Maybe thats what I will talk about. The inner most feelings of a college kid who is about to graduate.
Right now at this very moment in time I feel as though I have an undescribable amount of work to do in an ungodly short amount of time. The best way to describe how I feel is to compare it to Cameron Frye, Ferris Buellers best friend. It is as though if I even take a quick second to breath then iIwill have wasted valuable time. It is as if I have all of these wonderful dreams and asperations that all depend on one test, one class, one assignment, one extra credit. At this point in my schooling, shouldnt I feel like I have accomplished something and that this is the end of a chapter and the beginning of another and all those other cliche's.

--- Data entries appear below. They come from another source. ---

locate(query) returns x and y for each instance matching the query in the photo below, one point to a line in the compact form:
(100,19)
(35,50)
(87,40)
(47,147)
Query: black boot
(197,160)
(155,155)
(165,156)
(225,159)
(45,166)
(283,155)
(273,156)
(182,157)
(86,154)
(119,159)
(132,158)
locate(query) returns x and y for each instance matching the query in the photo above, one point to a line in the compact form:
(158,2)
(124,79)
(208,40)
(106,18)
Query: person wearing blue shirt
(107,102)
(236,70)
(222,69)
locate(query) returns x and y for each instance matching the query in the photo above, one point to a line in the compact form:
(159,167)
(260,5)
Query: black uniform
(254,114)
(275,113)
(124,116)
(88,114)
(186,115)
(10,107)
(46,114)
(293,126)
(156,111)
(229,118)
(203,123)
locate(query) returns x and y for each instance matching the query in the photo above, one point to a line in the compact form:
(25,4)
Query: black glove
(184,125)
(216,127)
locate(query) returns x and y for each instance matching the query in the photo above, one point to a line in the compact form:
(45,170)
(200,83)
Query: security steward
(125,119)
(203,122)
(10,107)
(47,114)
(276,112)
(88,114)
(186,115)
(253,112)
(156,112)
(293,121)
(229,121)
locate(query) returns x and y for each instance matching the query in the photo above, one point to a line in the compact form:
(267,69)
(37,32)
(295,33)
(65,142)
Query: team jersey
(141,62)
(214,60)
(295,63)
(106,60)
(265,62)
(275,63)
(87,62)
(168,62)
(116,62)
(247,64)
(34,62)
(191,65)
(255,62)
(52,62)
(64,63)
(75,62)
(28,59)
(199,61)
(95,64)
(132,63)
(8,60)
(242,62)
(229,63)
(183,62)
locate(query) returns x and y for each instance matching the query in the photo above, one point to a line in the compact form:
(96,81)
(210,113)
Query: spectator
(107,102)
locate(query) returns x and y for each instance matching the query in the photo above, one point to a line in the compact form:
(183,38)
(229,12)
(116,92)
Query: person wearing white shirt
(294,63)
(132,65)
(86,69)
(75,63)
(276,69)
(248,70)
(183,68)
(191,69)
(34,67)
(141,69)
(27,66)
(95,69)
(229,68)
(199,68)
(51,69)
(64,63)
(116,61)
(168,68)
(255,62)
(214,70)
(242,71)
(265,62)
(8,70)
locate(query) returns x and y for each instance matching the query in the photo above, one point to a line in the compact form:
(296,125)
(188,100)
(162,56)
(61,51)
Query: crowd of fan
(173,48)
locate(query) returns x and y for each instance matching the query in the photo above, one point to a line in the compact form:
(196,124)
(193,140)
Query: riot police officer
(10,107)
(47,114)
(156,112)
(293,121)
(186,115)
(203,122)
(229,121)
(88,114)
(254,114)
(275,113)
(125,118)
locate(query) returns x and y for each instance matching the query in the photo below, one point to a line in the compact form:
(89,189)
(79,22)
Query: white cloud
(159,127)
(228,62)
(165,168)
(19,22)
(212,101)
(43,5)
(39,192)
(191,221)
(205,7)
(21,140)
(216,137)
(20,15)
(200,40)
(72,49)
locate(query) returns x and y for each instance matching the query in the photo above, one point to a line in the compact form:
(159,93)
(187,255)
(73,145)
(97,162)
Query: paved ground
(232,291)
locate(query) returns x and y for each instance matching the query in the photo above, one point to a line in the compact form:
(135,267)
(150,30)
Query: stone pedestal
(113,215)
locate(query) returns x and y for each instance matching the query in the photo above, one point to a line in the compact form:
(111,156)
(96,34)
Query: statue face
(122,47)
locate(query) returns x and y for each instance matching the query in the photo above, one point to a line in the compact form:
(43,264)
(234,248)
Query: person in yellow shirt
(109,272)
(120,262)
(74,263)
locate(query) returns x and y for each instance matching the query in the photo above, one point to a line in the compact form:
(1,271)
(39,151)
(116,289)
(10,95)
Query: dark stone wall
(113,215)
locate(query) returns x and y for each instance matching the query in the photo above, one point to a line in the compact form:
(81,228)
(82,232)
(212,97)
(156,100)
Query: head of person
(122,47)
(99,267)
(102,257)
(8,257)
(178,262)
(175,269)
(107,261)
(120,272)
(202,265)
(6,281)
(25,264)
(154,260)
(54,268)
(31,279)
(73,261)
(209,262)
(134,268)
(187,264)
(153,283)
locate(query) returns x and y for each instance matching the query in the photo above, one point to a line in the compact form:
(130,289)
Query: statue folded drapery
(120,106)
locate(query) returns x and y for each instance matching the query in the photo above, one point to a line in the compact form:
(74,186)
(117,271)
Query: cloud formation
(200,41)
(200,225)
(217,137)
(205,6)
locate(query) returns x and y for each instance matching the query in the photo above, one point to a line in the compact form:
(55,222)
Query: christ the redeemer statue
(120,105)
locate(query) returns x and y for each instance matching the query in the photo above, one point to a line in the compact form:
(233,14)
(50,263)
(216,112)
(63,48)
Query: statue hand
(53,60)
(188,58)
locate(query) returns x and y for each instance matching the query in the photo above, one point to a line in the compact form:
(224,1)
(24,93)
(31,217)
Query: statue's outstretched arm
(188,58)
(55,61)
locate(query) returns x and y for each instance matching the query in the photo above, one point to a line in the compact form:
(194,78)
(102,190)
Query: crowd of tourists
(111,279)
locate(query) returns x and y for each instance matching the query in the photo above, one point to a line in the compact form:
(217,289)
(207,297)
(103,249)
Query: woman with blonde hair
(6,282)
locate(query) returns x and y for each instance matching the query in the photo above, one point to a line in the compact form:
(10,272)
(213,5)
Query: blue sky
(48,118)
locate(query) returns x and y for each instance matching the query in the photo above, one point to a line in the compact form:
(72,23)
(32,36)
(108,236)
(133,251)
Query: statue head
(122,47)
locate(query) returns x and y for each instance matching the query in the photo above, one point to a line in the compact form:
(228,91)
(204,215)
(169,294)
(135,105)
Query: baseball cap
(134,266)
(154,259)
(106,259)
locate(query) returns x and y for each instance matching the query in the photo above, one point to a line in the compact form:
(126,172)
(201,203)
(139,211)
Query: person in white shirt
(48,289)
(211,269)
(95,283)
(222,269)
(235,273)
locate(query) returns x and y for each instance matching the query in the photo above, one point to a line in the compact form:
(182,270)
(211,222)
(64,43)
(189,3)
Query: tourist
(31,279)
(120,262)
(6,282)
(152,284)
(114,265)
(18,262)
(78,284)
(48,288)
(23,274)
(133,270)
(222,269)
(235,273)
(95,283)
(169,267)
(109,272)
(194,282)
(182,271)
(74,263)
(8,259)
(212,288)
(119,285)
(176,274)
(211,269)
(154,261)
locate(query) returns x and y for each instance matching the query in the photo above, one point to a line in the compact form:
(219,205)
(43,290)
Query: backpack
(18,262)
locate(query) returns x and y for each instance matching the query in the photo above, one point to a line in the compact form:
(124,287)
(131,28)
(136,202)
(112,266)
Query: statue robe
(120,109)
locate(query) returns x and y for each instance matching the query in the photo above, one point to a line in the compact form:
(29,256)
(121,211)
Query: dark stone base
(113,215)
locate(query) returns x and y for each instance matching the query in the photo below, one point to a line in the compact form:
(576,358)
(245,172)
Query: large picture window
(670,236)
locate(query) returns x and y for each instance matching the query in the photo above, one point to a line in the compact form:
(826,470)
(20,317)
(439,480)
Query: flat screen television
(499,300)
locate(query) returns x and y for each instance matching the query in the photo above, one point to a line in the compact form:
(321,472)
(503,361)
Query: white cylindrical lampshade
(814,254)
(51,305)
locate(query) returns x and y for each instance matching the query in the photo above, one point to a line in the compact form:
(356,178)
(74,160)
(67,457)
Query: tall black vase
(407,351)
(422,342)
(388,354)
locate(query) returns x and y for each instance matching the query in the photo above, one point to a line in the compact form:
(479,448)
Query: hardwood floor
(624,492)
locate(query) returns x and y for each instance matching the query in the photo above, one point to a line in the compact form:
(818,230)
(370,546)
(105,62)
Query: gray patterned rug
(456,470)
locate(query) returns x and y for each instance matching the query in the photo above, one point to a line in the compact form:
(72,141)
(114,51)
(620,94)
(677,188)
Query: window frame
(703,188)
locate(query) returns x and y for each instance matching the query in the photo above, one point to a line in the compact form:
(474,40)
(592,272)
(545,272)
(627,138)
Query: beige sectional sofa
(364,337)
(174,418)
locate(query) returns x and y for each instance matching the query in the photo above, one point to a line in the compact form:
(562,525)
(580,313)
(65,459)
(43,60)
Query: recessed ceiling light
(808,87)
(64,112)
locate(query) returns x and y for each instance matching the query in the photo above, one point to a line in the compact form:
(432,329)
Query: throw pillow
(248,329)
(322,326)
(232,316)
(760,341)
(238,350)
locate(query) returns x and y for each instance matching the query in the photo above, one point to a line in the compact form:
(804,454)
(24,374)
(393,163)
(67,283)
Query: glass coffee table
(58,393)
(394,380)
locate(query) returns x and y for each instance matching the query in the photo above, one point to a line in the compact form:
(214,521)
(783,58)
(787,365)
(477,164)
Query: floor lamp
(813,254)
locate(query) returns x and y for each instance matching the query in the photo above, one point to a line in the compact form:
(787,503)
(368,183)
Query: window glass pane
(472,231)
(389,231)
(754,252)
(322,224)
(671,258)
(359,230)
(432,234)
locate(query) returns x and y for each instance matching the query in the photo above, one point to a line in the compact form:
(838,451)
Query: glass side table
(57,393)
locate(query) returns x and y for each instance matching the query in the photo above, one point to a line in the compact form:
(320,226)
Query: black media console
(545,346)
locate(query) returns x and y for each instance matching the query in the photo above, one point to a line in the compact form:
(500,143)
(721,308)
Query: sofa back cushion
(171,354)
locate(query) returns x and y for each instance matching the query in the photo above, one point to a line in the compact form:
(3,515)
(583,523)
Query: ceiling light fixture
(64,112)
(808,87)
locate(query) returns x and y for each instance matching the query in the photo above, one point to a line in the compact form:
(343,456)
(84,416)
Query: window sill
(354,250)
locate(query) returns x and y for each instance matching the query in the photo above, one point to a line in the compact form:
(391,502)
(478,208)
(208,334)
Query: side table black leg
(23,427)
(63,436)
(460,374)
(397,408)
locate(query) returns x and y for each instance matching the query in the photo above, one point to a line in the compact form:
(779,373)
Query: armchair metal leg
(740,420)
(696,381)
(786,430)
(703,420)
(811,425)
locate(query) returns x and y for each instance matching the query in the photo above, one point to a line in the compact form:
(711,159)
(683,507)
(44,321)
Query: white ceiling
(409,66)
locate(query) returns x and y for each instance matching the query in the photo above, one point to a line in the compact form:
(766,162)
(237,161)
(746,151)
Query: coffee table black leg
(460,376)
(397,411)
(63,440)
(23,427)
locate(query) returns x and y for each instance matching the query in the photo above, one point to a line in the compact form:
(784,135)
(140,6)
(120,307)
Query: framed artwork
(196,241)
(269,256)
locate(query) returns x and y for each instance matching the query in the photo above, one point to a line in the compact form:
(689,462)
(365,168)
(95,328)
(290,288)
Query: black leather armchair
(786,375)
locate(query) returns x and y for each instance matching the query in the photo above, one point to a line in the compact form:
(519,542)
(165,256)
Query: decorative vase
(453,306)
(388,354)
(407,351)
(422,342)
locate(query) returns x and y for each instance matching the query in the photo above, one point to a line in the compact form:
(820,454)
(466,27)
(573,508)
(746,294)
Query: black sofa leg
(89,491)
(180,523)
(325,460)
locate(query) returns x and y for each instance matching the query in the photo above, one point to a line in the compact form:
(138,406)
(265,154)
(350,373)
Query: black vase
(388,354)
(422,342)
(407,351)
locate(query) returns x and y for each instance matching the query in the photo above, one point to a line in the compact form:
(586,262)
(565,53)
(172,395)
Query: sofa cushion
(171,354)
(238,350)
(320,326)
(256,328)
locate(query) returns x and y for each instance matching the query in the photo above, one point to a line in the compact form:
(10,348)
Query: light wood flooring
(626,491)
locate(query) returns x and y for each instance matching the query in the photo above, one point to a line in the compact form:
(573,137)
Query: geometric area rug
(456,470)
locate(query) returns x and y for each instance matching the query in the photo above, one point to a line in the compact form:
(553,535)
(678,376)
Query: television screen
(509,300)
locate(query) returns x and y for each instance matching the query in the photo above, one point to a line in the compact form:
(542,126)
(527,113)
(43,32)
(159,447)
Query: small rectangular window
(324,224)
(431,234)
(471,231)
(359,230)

17 days left until I have to become an adult or atleast pretend to be one and I cant even get excited about it yet because Im so insanely nervous that something is going to jinx this "happy" occassion and then Im screwed.
Its not as if this only affects me, it affects my mom, dad, sisters, brother, cousins, aunts, uncles, friends, aquatainces, and anyone else that has had some sort of influence on the direction that my life has taken.
all I want is to walk across that stage confident in what I have learned, how I have grown, and where I will be go ing from then on.